Even as General Motors shrinks its U.S. retail network to adjust to its falling market share, the company is advertising for new dealers. In a change of approach, GM is recruiting dealers — particularly minorities and women — who have prospered with other automakers' franchises.
Traditionally, GM has identified, developed and financed its own dealers, especially minorities. By contrast, import-brand car companies have strengthened their U.S. retail ranks by enlisting dealers who had succeeded with other brands, notably Detroit 3 franchises.

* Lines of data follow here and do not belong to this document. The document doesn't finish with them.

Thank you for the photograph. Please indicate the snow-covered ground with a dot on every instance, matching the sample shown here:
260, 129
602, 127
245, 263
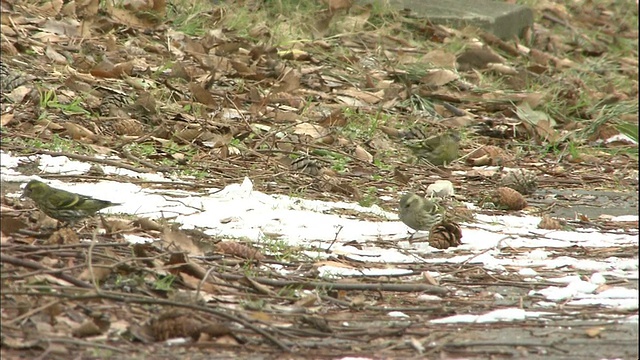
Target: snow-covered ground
238, 211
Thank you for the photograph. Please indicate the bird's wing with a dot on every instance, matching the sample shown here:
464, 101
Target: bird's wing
64, 199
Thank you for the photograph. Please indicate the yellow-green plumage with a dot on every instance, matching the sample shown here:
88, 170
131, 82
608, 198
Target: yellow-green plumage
437, 150
419, 213
63, 205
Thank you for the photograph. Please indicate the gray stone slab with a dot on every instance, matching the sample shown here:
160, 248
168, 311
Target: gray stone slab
502, 19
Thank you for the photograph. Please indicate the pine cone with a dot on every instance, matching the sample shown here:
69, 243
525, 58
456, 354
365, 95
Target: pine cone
522, 181
445, 235
488, 155
509, 198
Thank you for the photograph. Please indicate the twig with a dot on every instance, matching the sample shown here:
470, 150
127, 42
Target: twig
34, 265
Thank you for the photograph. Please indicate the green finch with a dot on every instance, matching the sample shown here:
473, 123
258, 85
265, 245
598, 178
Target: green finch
419, 213
437, 150
63, 205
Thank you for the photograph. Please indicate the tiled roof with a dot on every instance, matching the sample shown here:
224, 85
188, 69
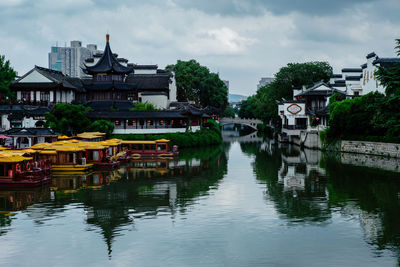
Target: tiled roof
108, 63
372, 54
31, 132
352, 70
149, 81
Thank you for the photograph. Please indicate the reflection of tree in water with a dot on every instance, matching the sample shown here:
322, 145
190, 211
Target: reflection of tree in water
19, 200
306, 204
375, 192
150, 190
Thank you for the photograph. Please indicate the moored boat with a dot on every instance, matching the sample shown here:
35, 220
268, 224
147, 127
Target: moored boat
158, 148
18, 170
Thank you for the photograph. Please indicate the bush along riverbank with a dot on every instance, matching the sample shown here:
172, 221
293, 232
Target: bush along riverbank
208, 135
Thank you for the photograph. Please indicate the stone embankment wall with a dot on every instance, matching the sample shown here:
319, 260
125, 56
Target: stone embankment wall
311, 139
372, 161
371, 148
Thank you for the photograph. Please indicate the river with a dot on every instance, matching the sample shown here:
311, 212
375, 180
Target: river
238, 204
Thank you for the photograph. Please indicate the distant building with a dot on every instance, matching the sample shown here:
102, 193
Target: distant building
226, 84
69, 60
361, 81
264, 82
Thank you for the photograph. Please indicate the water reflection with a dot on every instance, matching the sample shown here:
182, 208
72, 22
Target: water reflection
145, 188
310, 186
286, 189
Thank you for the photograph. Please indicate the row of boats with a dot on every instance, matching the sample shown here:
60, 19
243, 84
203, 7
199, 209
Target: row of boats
73, 155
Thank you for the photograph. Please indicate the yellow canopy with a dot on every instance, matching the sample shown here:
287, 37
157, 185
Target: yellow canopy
138, 142
13, 159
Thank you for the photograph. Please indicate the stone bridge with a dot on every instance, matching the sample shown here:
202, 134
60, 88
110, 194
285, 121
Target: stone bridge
248, 122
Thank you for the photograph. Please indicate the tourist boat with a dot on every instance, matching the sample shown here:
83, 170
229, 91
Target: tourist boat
17, 170
71, 159
158, 148
98, 155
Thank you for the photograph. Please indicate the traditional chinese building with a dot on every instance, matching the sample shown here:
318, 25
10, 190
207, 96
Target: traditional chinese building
108, 78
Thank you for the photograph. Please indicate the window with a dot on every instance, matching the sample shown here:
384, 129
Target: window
44, 96
25, 95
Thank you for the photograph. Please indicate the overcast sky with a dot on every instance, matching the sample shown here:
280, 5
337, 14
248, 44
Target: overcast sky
241, 40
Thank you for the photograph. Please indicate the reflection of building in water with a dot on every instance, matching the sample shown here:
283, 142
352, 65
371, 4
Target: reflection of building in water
21, 199
300, 168
147, 188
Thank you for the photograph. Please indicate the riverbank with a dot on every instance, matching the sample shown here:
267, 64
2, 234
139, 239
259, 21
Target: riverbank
204, 137
316, 140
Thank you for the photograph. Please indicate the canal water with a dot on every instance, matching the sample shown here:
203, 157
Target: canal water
245, 203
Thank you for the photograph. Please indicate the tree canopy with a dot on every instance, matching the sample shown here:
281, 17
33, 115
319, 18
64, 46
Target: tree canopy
247, 108
7, 75
102, 126
390, 76
294, 75
68, 119
143, 106
196, 83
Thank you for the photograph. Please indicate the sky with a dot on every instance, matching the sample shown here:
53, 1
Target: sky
241, 40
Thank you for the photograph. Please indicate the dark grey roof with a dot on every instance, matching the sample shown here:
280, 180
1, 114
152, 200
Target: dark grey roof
312, 91
105, 86
372, 54
108, 63
120, 59
149, 81
352, 70
31, 132
106, 105
291, 101
340, 81
56, 78
75, 83
154, 93
144, 67
386, 60
170, 114
353, 78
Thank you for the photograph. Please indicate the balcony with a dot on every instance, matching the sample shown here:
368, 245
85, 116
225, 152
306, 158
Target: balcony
295, 127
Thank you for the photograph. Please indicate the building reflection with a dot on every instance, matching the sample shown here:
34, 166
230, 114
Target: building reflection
145, 188
308, 186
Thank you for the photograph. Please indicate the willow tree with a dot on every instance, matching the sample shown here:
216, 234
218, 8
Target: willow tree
7, 75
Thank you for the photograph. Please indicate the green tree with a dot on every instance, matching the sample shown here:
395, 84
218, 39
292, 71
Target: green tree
294, 75
197, 83
68, 119
247, 108
229, 112
143, 107
102, 126
7, 75
390, 76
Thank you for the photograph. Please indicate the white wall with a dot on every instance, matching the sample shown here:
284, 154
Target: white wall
35, 76
145, 71
172, 89
369, 83
154, 131
159, 101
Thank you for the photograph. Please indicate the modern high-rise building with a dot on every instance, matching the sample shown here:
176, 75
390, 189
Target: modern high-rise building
264, 82
69, 60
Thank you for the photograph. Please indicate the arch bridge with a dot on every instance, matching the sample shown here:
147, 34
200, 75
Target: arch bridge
252, 123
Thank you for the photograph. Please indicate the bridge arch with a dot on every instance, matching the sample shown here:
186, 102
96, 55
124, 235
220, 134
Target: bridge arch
252, 123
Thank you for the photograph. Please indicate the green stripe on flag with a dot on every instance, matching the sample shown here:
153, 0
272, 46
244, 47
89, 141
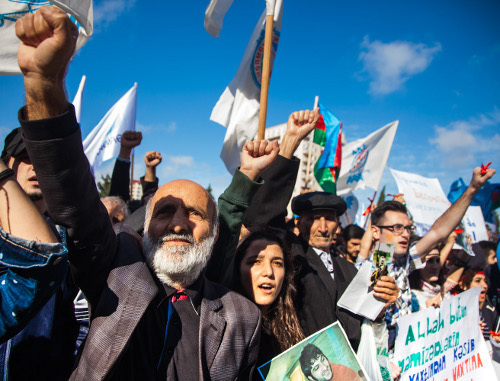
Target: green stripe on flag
319, 137
325, 179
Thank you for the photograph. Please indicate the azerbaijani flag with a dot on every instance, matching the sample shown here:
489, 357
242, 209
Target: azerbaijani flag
328, 134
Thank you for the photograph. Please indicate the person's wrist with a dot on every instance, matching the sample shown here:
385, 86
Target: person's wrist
45, 97
125, 153
251, 173
288, 146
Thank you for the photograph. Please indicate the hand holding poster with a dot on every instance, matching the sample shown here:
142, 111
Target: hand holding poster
325, 355
444, 343
358, 297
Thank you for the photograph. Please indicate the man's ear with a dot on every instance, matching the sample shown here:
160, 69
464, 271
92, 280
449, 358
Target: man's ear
216, 234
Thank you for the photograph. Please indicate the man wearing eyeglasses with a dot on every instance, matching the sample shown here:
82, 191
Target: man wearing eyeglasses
390, 224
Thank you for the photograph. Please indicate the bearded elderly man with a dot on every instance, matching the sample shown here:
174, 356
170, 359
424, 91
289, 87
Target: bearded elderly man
153, 313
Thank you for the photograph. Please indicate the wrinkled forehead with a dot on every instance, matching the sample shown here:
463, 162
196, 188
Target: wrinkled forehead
320, 213
392, 217
183, 193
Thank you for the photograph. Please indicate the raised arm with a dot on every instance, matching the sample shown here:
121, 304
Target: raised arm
53, 141
233, 203
18, 215
149, 181
120, 179
269, 204
450, 219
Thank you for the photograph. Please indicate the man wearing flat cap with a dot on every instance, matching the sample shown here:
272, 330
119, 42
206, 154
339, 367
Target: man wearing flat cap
322, 278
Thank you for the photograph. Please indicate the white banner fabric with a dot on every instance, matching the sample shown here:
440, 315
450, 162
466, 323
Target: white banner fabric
12, 10
363, 161
103, 142
424, 198
238, 107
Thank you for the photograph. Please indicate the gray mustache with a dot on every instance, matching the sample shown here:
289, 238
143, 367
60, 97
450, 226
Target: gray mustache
186, 237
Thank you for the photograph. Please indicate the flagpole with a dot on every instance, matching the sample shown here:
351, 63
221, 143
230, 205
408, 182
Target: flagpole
131, 174
266, 65
311, 138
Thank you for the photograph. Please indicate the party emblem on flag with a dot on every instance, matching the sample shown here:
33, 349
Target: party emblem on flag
358, 163
258, 55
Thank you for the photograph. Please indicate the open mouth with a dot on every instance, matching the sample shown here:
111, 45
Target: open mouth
266, 288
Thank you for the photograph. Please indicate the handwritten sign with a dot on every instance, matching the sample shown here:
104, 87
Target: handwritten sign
444, 343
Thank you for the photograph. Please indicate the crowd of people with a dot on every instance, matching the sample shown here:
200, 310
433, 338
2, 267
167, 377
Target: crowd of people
177, 286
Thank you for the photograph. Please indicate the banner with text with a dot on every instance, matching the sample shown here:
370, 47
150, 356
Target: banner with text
444, 343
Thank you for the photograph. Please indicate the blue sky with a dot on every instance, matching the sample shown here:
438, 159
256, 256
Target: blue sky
433, 65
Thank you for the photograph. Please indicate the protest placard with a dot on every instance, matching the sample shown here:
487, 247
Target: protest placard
444, 343
358, 297
325, 355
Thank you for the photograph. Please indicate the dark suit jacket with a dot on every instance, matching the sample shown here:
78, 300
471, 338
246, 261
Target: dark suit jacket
111, 270
317, 292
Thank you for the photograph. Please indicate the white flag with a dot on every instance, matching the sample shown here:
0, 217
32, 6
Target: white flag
363, 161
238, 107
424, 198
11, 10
77, 101
103, 142
214, 16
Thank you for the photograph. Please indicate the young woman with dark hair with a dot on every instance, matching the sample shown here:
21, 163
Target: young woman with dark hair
263, 272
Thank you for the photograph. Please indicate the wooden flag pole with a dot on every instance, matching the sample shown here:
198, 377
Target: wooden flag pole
311, 138
370, 212
266, 72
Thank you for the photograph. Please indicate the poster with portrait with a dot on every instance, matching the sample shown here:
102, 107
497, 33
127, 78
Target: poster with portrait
323, 356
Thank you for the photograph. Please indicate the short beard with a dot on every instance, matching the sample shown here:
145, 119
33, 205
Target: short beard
178, 266
35, 195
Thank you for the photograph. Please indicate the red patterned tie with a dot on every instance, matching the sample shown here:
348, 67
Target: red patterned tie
179, 295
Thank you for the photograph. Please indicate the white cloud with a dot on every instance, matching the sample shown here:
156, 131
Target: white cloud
469, 142
106, 11
390, 65
187, 161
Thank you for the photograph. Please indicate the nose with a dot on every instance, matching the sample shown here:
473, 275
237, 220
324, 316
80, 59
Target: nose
178, 223
322, 225
267, 269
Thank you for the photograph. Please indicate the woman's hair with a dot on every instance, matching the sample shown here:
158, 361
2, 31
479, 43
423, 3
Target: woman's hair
467, 276
281, 316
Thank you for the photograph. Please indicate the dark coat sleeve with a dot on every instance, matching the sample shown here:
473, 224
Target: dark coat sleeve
269, 204
120, 180
55, 149
233, 204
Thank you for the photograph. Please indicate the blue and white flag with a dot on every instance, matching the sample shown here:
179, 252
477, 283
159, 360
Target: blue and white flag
80, 12
238, 107
214, 16
363, 161
103, 142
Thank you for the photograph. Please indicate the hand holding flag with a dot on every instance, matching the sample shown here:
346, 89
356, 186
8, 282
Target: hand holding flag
484, 168
300, 124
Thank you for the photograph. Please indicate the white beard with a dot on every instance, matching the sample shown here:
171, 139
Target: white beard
178, 265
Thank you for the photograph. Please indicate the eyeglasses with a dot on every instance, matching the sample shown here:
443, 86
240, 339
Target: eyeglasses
399, 228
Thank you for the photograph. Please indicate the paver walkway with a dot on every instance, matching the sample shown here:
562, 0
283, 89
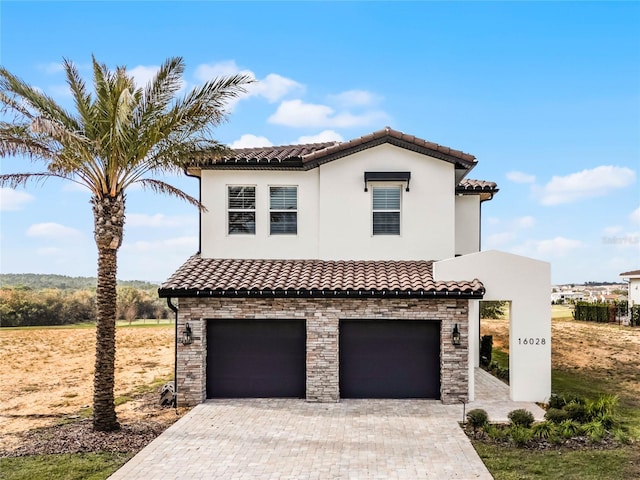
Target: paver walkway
295, 440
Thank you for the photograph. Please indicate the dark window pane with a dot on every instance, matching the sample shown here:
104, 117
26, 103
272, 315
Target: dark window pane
283, 198
242, 223
386, 223
242, 198
284, 223
386, 198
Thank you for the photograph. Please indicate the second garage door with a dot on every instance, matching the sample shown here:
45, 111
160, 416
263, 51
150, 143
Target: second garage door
256, 358
389, 359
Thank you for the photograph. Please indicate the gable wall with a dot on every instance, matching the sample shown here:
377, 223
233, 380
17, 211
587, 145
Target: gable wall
467, 224
334, 211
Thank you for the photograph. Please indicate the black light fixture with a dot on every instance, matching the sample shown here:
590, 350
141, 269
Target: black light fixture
187, 338
455, 336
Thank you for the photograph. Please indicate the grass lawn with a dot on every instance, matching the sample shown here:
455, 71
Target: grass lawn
620, 463
80, 466
522, 464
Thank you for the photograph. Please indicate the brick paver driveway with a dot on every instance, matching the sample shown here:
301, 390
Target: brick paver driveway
293, 439
296, 440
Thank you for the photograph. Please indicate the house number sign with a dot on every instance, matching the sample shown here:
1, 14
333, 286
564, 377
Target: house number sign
532, 341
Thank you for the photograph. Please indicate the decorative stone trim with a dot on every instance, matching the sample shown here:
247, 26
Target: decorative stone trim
322, 318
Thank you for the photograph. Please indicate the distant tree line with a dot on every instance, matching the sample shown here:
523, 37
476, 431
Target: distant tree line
71, 301
63, 282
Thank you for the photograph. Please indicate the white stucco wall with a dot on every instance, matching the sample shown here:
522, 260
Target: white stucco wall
335, 213
634, 291
526, 283
217, 243
467, 224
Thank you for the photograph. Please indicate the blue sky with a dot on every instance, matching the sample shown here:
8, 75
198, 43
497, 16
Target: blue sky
546, 95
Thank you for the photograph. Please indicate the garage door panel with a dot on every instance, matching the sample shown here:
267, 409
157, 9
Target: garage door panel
256, 358
389, 359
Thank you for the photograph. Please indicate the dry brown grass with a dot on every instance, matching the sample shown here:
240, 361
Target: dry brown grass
48, 373
605, 351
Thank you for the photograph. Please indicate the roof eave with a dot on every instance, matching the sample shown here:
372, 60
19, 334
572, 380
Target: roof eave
318, 293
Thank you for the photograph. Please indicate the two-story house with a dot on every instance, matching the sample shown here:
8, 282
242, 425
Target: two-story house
316, 278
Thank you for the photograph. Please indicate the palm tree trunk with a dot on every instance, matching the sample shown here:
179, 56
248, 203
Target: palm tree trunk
109, 222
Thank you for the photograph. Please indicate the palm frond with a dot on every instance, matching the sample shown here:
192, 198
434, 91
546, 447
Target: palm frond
18, 139
33, 100
14, 180
158, 186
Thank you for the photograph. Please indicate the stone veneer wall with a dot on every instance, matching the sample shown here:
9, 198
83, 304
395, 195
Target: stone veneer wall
322, 316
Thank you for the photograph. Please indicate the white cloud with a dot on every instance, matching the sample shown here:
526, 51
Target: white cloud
51, 68
520, 177
296, 113
143, 74
205, 72
187, 243
12, 200
273, 87
52, 230
159, 220
49, 251
324, 136
595, 182
353, 98
249, 141
524, 222
612, 230
554, 247
61, 90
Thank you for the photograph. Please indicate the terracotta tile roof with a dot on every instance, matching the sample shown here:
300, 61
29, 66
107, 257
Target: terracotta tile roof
315, 278
308, 156
485, 189
469, 185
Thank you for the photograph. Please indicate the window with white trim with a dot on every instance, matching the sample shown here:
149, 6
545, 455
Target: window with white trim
283, 210
386, 210
241, 213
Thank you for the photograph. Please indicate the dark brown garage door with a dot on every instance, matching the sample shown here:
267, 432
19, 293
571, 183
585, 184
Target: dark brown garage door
389, 359
256, 358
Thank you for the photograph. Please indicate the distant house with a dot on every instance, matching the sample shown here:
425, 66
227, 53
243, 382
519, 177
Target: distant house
633, 277
349, 270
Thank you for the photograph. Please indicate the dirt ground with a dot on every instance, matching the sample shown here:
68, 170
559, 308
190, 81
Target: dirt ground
605, 350
48, 375
48, 379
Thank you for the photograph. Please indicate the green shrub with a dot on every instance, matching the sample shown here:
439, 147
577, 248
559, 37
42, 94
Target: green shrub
576, 411
519, 435
502, 373
486, 348
622, 436
594, 430
521, 417
477, 418
495, 432
556, 401
605, 404
556, 415
544, 430
608, 420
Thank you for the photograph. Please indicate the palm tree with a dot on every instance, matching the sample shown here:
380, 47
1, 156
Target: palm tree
118, 136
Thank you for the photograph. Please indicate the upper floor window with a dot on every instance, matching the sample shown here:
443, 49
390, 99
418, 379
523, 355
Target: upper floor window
283, 210
386, 210
242, 210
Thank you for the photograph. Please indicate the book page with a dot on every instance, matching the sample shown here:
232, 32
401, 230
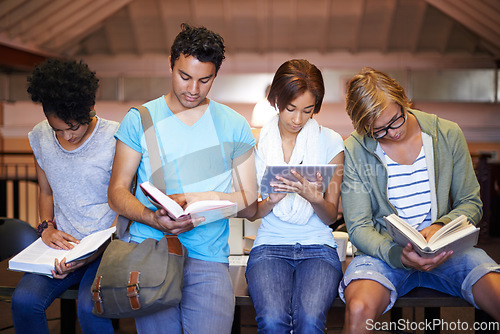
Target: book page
207, 205
407, 230
156, 195
452, 227
39, 252
450, 237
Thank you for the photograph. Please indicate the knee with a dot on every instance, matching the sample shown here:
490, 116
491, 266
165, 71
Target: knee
359, 309
274, 323
23, 305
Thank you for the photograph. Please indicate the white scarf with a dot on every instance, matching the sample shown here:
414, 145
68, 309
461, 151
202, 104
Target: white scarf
293, 208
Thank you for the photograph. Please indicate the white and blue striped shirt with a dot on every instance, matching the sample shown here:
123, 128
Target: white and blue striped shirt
409, 190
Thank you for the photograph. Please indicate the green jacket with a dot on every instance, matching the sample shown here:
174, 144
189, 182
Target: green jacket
454, 186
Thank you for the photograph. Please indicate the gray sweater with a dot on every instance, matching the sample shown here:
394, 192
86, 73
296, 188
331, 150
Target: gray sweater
454, 186
79, 179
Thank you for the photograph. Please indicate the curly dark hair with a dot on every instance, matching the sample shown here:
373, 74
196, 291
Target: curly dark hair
65, 88
199, 42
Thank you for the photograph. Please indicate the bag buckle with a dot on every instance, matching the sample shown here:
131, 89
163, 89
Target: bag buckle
133, 290
97, 296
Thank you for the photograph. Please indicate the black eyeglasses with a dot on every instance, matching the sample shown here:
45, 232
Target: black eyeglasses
397, 123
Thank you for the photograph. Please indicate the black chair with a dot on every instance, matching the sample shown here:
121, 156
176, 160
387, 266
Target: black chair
15, 235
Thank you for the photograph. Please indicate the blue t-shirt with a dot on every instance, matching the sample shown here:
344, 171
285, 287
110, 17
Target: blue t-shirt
195, 158
274, 231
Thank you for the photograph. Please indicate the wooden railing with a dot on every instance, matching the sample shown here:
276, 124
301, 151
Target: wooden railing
18, 186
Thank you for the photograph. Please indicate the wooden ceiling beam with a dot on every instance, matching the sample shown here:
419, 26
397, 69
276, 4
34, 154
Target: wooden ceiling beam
80, 25
17, 59
477, 16
21, 14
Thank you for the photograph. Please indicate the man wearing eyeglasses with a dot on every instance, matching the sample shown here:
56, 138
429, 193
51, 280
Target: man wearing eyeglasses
416, 165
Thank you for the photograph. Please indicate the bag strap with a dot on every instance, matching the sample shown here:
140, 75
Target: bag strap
154, 151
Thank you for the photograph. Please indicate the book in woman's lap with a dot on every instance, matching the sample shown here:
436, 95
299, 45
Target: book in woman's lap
457, 235
39, 258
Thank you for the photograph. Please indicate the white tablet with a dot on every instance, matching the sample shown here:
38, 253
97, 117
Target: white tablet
307, 171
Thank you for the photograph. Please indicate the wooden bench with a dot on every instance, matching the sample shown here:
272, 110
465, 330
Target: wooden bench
429, 299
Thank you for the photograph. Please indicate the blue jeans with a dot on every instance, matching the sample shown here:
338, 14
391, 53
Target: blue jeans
34, 294
293, 286
207, 304
455, 277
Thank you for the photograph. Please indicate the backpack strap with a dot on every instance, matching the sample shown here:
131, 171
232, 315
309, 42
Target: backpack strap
157, 177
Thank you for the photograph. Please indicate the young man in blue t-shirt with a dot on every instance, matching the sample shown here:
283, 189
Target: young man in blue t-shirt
204, 146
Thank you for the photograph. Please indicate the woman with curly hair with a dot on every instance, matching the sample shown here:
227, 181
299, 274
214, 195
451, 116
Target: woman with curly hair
74, 152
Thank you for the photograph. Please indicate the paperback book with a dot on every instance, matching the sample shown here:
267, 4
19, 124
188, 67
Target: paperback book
39, 258
212, 210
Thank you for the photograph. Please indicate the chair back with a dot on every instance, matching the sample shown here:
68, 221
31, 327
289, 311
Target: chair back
15, 235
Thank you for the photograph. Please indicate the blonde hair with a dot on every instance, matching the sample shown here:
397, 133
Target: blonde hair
368, 94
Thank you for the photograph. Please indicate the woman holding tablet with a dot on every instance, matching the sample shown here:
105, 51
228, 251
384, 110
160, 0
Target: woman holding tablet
294, 269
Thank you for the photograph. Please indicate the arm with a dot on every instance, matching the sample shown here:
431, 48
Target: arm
50, 236
327, 207
464, 189
123, 202
357, 192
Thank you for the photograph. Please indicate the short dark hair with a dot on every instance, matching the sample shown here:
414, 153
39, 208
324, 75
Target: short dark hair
293, 78
199, 42
65, 88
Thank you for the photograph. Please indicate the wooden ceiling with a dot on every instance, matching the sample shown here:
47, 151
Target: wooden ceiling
31, 30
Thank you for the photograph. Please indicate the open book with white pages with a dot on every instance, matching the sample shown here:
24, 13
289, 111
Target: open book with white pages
457, 235
39, 258
211, 210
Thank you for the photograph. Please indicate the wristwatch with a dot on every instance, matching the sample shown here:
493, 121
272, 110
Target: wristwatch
45, 224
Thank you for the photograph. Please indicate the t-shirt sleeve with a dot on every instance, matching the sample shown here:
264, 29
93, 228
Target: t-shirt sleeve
34, 139
130, 131
332, 143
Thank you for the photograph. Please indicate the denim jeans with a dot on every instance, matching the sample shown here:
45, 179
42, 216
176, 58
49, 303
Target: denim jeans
293, 286
455, 277
34, 294
207, 304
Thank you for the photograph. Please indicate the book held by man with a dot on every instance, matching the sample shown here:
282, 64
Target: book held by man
457, 235
39, 258
212, 210
309, 172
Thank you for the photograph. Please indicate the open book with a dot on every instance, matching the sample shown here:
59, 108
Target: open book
39, 258
457, 235
307, 171
212, 210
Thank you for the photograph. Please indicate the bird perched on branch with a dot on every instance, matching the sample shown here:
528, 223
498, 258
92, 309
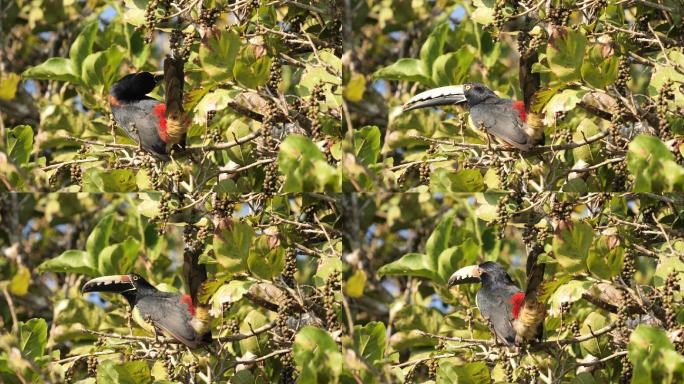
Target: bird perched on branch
154, 125
171, 313
515, 316
506, 120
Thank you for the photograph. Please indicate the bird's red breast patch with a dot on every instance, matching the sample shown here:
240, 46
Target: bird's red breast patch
517, 301
520, 106
186, 299
159, 110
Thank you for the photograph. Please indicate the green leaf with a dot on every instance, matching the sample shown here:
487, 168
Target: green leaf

GM executives decline to say how many dealers they are interested in signing up or to suggest a timetable. They say they aren't emphasizing particular brands or markets. Any financial incentives to recruit dealers will be case by case, the executives say.
Some GM minority dealers complain that the new strategy ignores their needs when many of them are struggling to stay in business.
This week, GM will host a dealer recruitment event in suburban Chicago. Current GM dealers aren't invited.
"While you have a good team, you continue to look for super businesspeople, especially when they are diverse," says Dawin Wright, GM's director of North American dealer development.
GM particularly is looking for minority and female dealers who can buy and run large dealerships in metropolitan areas, says Wright, who heads GM's minority dealer development program and Women's Retail Initiative.
Wright says GM will provide financial aid to dealers it recruits "based on what the potential candidate brings with him or her."